Deployment

How to Identify the Bottlenecks in your NVIDIA DeepStream™ Pipeline

DeepStream is a modular, fast library tailor-made for multimedia applications running on Nvidia hardware. In the previous blog, we discussed some DeepStream fundamentals that will get your first video analytics pipeline up and running. The thing is, a naive pipeline implementation almost never lets a model reach its full potential. Often, a pipeline’s “first draft” still has unnecessary format conversions, irrelevant compression and decompression steps, or hardware accelerators that are just not being used. 

For example, the GPU can spend loads of time scaling images from a video stream instead of running inference. And while all this is happening, the video/image compositor might be idle when it could be helping with the scaling task. In another situation we’ve seen the pipeline’s inference engine using a slow or buggy NMS implementation, rendering the model’s terrific throughput completely irrelevant. 

If you’re a developer who wants to avoid these issues, if you find yourself hitting a wall trying to solve them, or would simply like to identify the exact bottleneck in your DeepStream pipeline, this blog post is for you. 

We’ll start with tips that will help you quickly debug dysfunctional pipelines and then delve into how to use NVIDIA’s Nsight Systems to speed up your DeepStream application and bring your model to its full potential.

Free tools for debugging your pipeline

Let’s start with the fact that DeepStream relies entirely on the GStreamer framework and extends it for NVIDIA-specific hardware and use cases.

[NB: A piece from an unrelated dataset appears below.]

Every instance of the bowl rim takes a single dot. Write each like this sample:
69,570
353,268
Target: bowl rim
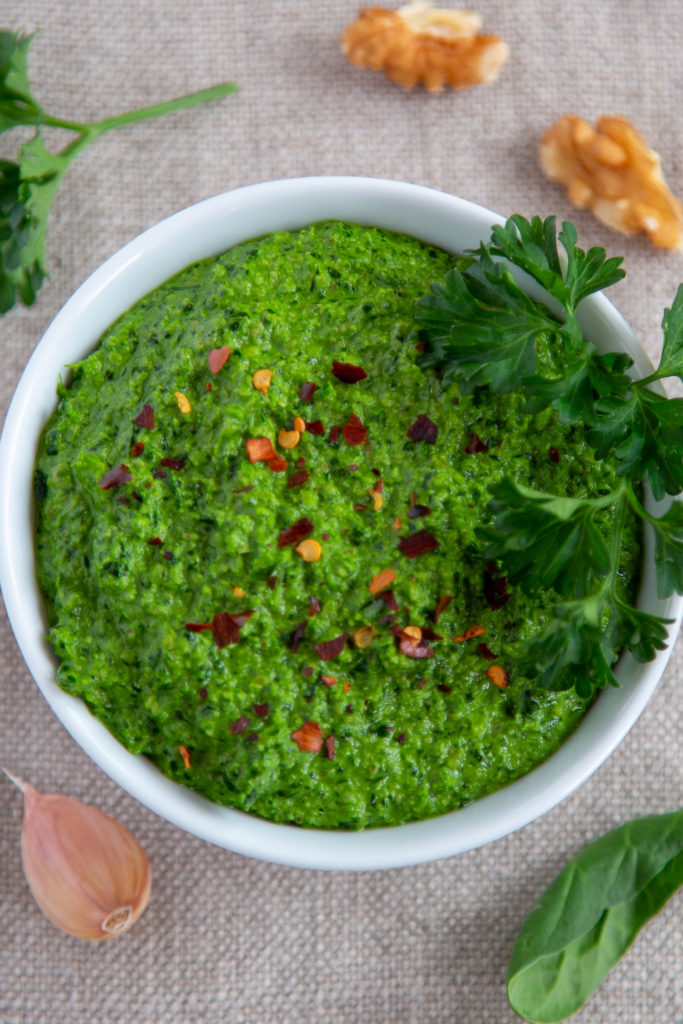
155,255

This means you can use DeepStream to easily access basic GStreamer debugging tools. 

The first of these useful tools is the GStreamer application’s logger. Most GStreamer plugins provide prints of useful information from interesting points in their code. You can access these prints by simply setting the GST_DEBUG environment variable to match the verbosity you want logged to your stdout/err file descriptors. 

The levels range from 0 (no debug information) to 9 (full on memory-dump-level log) with 1 printing all errors, 2 all warnings, and so on. For example, if your application is crashing before generating any output data, there are probably issues with the negotiation stage of the GStreamer pipeline initialization. Rerun the pipeline with GST_DEBUG set to 3 and you’ll see time-stamped prints from stages of the negotiation flow along with the errors encountered. 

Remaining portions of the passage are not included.